多種多様な文化の集合体は混沌を生むだけで美しさも気品もない。

 日本が日本の文化を発信し、そして不可侵を前提に干渉させればいい。日本を踏み荒らさないと誓える人間だけの入国を認め、それに反すれば無理矢理でも日本から排除するべきだ。

 『文化』とは日本人であることの証明とその誇りなのだよ。」

「人はみんな違うだろ。

 多様性があるから社会は成立し、わかりあえない人がいるから争いが起き、それを解決するために法律ができる。

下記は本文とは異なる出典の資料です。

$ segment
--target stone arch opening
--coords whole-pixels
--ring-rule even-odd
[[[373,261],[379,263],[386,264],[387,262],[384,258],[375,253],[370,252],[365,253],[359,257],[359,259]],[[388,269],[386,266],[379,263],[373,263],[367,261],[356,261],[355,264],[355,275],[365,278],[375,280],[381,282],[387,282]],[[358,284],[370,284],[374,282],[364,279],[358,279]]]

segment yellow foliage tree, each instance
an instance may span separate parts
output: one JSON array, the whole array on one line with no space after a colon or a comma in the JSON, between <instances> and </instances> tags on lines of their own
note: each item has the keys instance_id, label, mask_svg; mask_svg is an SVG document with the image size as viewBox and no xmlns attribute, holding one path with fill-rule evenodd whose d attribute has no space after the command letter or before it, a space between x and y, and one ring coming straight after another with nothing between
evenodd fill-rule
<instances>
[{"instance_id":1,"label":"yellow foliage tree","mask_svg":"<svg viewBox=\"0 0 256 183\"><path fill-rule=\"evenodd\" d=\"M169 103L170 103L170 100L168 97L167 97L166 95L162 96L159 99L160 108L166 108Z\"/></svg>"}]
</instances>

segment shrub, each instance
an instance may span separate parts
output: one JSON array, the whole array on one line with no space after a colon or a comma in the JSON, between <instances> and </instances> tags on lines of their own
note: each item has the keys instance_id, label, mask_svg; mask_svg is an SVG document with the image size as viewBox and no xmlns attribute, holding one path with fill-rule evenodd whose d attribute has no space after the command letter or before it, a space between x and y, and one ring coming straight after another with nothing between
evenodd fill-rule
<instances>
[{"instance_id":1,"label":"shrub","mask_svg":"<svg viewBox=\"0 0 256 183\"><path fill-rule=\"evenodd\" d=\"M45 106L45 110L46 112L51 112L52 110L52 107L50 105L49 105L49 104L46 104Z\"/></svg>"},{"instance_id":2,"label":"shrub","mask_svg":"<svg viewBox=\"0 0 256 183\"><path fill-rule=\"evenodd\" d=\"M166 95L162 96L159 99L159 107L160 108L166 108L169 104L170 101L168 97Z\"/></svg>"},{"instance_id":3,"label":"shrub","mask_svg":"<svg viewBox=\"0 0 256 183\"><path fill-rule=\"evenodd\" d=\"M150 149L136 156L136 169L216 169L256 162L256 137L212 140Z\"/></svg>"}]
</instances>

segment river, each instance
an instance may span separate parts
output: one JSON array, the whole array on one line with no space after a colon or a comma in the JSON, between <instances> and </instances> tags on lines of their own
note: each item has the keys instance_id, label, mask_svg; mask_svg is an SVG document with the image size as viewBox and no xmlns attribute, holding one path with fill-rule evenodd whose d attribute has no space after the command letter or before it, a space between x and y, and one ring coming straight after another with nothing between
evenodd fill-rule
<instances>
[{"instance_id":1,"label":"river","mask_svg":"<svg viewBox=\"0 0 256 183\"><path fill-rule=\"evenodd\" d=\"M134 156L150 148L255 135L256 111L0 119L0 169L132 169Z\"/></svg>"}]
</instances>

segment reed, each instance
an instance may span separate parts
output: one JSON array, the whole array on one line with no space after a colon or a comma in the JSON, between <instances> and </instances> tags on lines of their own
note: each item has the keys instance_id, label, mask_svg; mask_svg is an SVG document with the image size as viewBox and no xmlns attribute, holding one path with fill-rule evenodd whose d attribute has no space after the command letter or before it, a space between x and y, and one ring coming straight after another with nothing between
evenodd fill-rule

 そうやって少しずつ理解して、わかりあって、お前の言う『文化』は進展するんじゃないのか?

 違うものを受け入れるから幅が広がったり深みが増したりするだろ。

 お前の考え方こそが日本を滅ぼすものなんじゃないのか。」

「まっとうな反論だね。

 それはまっとうな人生を、自分が進みたい道をそのまま進んできた人間から出る意見だ。

 世の中には抑圧され、自分の望まない道でもがきながら自分を隠してでも求められることを実現することで自らの存在意義を証明せざるをえない人間がいる。

 君の言葉は同じ様にまっとうに生きてきた人間の心には響くかもしれないが、私達のような人間にはきれい事にしか聞こえないよ。

 社会は多様性でできている?

 そんなことはないよ、金や権力を持ったものが自らの利益のために操作し、国民主権と言いながら極一部の上層部の人間の意見で国が社会が動かされ、社会を動かす歯車として国民が存在するだけ。

 歯車に意思などないだろ?

 噛み合った歯車と共に同じ様に回り続けるだけだ。

 社会のためとは、歯車に意思を与え、自らの回りたい方向に回させることだ。

 歯車の動きが変われば社会も混乱するだろう。

だが、その混乱こそが民主主義のあるべき姿だ。

 自分達が考え、議論して国の動きが変わっていく、それこそが真の民主主義と言えると思わんかね?」

「混乱は人の生活を乱すだろ。

 混乱が起きていい方向に進むなら良いが、不利益を被るのは国の上層部の奴じゃなくて、普通の国民なんじゃないのか?

 国を変えるために誰かが不幸になっていいなんてことはないだろ。

幸せを追求する権利は誰にでもあるんだから、急に不幸にされたらたまったもんじゃないだろうが。」

「改革には痛みが伴うものだ。

 人が生きるためにはたくさんの犠牲が必要であることは不変の事実だと思わないかね?

 鳥が、豚が、牛が、魚が突然命を奪われ、食用へと変貌させられる。

君は、いや君達は思うだろうね。

動物と人間は違うと、だが、何が違う?

地球上に生き、同じ空気を吸い、同じ様に生きているのではないのか。

 人間だけが特別な生き物というわけではないのではないか?

 犠牲を伴って生物は生き、そして生存競争に負けたものから種が途絶えていく。

 それは人間でも動物でも植物でも同じだ。

 さあ山本君、反論したまえよ。

なぜ人間が生物を犠牲にしていいのに、同じ様に人間を犠牲にしてはいけないのか?」

「悲しいだろ。」

 山本が言うと岩倉は目を丸くして驚き、

「それが君の答えなのか?」

「ああそうだ。

 難しい理由ならたくさんあるだろうが、どれを言ってもお前には響かないんだろ?

 それなら単純明快に俺は誰かが傷つくのが、不幸になるのが悲しいんだよ。誰にも傷ついてほしくないし、不幸になって欲しくない。」

「それなら動物はどうなのかね?

 動物には家族を失う悲しみはないと言うのかね?」

「あるかもしれないが、それは俺の意見ではなく動物の意見だろ。

 俺が悲しいから、俺が犠牲になる人間を認めない、それがすべてだよ。」

 岩倉は静かに目を閉じて何かを考え込むように唸っている。